Slavic R5A, Section 1: Narratives of Adultery and their “Afterlives”

MWF 8-9, 228 Dwinelle. Instructor: Katie DeWaele.

Units: 4

All Reading & Composition courses must be taken for a letter grade in order to fulfill this requirement for the Bachelor’s Degree. This course satisfies the first half or the “A” portion of the Reading and Composition requirement. 

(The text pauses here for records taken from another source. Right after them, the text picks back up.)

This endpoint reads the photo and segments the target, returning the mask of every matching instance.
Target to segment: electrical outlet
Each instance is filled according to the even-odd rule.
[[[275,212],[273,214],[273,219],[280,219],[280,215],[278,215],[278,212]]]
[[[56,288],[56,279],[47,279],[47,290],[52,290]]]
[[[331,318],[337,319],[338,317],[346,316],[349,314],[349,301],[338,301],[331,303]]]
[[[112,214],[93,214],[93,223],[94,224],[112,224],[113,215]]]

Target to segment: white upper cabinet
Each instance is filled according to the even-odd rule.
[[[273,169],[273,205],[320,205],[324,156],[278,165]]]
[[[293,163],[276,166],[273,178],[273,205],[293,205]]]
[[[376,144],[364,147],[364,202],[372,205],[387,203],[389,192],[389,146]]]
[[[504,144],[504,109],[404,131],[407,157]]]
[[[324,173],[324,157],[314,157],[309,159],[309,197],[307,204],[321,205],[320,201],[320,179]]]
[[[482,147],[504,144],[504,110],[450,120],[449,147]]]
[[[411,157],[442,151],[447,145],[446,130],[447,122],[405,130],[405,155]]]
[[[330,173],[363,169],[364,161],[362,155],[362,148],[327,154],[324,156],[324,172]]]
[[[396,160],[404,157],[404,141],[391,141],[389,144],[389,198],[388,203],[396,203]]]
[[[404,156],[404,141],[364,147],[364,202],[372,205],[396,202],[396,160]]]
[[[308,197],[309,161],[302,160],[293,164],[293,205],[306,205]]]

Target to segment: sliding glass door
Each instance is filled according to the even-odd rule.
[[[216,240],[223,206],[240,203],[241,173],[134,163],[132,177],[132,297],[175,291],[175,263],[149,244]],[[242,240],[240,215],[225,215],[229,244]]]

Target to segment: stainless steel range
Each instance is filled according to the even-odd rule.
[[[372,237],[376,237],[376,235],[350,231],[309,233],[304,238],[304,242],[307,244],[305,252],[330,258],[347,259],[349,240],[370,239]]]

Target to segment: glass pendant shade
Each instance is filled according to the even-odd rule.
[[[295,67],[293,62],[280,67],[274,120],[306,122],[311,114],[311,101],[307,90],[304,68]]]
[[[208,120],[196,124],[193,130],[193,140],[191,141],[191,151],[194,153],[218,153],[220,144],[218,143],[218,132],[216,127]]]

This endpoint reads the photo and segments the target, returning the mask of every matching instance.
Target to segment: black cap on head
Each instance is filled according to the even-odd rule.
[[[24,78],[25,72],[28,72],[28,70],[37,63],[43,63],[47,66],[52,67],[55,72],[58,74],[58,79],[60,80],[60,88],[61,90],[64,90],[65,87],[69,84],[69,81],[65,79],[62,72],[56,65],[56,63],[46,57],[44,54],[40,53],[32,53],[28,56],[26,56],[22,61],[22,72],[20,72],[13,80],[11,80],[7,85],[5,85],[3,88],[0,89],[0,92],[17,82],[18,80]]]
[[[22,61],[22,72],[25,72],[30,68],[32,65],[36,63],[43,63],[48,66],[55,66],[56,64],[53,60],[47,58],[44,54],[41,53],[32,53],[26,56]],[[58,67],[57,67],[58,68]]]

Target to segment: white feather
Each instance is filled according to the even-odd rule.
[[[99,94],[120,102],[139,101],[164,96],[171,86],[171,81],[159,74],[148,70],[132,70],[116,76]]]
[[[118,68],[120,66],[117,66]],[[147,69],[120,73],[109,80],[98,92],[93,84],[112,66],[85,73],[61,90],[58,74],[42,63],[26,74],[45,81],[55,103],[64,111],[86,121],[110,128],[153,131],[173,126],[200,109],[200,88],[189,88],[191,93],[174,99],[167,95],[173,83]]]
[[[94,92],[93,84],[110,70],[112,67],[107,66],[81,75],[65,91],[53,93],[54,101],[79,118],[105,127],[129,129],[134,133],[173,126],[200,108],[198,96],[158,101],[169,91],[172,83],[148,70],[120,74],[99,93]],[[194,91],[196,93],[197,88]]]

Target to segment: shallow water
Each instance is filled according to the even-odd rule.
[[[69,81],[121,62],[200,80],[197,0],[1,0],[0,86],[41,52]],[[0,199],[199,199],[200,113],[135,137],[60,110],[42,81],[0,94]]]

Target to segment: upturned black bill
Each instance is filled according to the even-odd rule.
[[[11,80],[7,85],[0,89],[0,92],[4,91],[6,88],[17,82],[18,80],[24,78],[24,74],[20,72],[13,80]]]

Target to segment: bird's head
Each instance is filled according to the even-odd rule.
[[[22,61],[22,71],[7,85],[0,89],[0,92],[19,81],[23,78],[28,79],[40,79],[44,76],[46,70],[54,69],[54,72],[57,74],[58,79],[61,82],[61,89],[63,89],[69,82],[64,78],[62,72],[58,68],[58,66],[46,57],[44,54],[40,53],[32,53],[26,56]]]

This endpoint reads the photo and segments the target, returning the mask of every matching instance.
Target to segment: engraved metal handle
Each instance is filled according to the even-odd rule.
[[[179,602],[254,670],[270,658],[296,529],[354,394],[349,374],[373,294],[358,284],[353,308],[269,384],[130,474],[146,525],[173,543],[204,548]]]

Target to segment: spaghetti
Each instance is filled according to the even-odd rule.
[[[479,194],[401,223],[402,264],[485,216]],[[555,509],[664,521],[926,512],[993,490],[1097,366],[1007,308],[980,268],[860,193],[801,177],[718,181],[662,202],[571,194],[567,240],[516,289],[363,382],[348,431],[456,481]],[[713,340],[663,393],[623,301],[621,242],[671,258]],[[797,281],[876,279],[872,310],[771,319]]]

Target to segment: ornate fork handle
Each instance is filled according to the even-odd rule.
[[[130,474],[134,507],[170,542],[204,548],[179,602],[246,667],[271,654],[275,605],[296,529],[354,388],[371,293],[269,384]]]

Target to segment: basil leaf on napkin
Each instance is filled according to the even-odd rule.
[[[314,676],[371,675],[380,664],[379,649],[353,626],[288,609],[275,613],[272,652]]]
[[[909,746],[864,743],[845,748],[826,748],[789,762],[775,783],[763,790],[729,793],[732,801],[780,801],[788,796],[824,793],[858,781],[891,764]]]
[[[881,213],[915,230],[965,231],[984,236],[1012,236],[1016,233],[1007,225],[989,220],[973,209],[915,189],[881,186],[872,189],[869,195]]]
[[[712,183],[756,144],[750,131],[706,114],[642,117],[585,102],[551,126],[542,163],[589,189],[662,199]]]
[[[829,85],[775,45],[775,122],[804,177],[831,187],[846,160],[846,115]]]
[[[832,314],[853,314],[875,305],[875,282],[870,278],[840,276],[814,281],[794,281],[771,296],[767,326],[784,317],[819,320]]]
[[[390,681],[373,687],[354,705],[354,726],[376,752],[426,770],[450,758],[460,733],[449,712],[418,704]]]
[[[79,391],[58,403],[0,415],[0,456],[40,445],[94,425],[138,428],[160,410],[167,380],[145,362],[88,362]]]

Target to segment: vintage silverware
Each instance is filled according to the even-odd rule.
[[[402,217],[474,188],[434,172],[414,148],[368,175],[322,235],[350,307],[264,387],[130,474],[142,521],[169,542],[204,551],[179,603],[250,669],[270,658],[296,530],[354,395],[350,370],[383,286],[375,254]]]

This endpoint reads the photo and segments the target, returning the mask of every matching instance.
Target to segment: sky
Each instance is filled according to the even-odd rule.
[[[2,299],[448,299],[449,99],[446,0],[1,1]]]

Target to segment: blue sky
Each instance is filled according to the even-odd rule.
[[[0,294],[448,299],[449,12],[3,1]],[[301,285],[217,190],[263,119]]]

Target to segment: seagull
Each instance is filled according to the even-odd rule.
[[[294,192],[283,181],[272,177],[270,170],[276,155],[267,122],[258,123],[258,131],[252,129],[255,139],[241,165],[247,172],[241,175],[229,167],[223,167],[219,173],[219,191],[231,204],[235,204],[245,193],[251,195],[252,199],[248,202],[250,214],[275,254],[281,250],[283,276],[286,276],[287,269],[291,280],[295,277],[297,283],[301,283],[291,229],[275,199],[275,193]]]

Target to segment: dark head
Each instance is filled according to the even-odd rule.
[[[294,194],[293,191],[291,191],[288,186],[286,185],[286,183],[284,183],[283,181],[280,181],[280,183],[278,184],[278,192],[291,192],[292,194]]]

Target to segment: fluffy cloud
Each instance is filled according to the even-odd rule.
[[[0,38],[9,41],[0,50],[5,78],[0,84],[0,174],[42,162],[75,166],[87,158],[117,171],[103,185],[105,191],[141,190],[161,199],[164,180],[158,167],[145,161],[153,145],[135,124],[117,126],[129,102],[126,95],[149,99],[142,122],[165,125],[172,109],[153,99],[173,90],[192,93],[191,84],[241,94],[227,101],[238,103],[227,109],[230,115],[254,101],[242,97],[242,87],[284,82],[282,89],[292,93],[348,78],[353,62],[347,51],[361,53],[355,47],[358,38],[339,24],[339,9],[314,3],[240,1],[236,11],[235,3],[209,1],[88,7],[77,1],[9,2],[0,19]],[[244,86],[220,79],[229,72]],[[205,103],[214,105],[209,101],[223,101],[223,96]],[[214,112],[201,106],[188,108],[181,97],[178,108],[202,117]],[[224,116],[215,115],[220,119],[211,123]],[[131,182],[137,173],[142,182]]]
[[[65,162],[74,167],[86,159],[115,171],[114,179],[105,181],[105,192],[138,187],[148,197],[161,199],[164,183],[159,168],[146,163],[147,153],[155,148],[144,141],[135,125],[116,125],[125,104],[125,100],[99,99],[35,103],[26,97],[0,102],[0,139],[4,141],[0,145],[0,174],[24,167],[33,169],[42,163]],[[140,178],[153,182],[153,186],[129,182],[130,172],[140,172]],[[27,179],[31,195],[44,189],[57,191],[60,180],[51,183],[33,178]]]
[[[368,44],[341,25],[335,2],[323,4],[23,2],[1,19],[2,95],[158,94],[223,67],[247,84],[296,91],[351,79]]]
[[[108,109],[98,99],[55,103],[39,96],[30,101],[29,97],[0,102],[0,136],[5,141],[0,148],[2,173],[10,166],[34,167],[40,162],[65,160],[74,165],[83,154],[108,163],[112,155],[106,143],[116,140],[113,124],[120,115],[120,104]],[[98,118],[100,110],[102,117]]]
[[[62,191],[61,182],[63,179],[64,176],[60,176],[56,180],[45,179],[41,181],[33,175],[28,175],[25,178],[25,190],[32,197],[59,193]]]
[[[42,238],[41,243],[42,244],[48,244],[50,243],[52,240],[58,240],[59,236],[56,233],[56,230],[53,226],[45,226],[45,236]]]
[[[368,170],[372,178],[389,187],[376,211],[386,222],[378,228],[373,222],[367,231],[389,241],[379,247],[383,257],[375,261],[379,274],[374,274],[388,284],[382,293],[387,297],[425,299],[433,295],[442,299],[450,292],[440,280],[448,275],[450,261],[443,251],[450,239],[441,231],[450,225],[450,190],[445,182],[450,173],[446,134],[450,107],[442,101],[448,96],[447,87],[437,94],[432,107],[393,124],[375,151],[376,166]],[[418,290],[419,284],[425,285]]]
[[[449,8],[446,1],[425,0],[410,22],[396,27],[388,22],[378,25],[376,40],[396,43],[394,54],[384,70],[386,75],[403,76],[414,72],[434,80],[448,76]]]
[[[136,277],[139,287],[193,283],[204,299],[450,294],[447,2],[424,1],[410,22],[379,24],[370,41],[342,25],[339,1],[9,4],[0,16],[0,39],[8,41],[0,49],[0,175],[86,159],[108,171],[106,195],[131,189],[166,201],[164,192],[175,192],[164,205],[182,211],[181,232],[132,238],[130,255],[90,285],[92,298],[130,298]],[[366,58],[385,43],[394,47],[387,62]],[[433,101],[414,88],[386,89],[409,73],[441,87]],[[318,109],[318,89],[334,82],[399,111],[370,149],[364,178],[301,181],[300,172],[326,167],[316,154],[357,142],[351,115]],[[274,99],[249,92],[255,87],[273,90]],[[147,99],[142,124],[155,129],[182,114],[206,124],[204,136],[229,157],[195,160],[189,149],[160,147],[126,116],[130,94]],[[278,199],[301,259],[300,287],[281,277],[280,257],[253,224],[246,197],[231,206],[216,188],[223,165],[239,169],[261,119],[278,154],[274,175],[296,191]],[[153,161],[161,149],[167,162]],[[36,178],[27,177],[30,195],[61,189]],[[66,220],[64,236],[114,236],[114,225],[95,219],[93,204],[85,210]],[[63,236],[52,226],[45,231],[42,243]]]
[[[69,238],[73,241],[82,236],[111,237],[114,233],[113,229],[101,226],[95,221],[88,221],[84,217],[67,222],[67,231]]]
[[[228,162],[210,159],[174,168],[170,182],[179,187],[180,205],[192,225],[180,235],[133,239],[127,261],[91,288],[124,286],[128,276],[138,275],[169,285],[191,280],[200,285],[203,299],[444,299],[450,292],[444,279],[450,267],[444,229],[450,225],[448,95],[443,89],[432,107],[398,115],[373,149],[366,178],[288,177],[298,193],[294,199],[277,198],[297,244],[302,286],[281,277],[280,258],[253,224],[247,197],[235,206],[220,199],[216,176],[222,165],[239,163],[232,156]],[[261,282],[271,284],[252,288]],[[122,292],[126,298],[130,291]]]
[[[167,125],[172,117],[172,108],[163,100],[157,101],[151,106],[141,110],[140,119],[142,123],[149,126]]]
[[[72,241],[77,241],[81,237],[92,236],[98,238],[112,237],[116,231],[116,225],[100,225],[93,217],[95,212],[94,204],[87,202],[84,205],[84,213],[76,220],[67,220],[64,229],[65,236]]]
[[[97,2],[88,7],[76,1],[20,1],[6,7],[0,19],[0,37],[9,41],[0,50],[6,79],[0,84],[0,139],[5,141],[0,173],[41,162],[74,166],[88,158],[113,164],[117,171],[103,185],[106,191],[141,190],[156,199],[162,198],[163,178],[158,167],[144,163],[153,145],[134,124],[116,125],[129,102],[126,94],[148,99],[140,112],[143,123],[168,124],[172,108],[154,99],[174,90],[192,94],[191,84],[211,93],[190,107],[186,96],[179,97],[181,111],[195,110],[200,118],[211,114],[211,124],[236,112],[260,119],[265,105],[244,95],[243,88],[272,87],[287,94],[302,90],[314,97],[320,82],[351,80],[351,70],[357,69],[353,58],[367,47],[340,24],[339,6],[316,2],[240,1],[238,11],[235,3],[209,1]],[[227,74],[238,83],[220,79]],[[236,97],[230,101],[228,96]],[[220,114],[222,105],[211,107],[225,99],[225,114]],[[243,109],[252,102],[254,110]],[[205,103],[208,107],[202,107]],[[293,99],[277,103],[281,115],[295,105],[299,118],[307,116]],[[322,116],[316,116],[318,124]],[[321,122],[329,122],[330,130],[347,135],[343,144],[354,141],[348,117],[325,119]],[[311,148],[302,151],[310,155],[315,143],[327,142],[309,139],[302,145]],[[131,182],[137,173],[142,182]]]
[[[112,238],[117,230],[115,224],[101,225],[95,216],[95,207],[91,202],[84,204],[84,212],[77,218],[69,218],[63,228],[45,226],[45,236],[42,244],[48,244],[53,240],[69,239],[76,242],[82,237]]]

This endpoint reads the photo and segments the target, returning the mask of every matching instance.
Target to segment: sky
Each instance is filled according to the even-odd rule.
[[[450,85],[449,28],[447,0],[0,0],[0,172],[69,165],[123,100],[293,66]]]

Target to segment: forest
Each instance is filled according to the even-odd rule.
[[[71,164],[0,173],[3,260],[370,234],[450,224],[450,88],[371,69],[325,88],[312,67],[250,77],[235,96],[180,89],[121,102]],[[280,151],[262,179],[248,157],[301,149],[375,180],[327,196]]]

 The Oxford English Dictionary defines adultery as “voluntary sexual intercourse between a married person and another who is not his or her spouse, regarded as a violation of the marriage vows and hence a sin or crime. In early use sometimes taken to include the desire or intention to have such intercourse, whether or not it occurs.” In this course, we will both examine and challenge this definition as we read some of the most celebrated novel(la)s of adultery of the second-half of the nineteenth-century (and early twentieth-century), and consider the socio-historical context in which they were written and first read. In addition to the shared theme of the adulterous liaison, many of the texts we will read this semester sparked significant public reactions – these narratives’ “afterlives” take a myriad of different forms, including obscenity trials (Madame Bovary (1856) & Lady Chatterley’s Lover (1928)), counter-texts written by members of the author’s own immediate family (Kreutzer Sonata (1889)), and expressions of condemnation from religious institutions (The Scarlet Letter (1850)). Our course will be framed by the following kinds of questions: what is an adulterous relationship? How does gender figure into these adultery narratives? How are adulterous liaisons represented in literature of the period, and why do we see many of the most celebrated adultery novels published in the nineteenth-century, specifically? Is there a special link between adulterous activity and artistic activity / creation?

Required Texts:

The King James Bible (Selections) (Selections to be made available on bCourses)
Nathaniel Hawthorne, The Scarlet Letter, (Penguin Classics, 2015) ISBN: 978-0143107668)
Gustave Flaubert, Madame Bovary, Norton Critical Edition (2nd ed.) ISBN: 978-0393979176)
Émile Zola, Thérèse Raquin, Translated by Andrew Rothwell (Oxford World’s Classics, 2008) ISBN: 978-0199536856)
Émile Zola, The Experimental Novel (1893) (Selections)
(Selections to be made available on bCourses site)
Lev Nikolaevich Tolstoy, “The Devil” (1911) (Text to be made available on bCourses site)
Lev Nikolaevich Tolstoy, “The Kreutzer Sonata” (1889)
(The Kreutzer Sonata Variations: Lev Tolstoy’s Novella and Counterstories by Sofiya Tolstaya and Lev Lvovich Tolstoy, Translated by Michael R. Katz, (Yale UP, 2014) ISBN: 978-0300189940)
Lev Nikolaevich Tolstoy, “What is Art?” (1890) (Selections) (Selections to be made available on bCourses site)
D.H. Lawrence, Lady Chatterley’s Lover (1928) (Selections) (Selections to be made available on bCourses site)

Prerequisite:  Successful completion of the UC Entry Level Writing Requirement.  Students may not enroll in nor attend R1A/R5A courses without completing this prerequisite.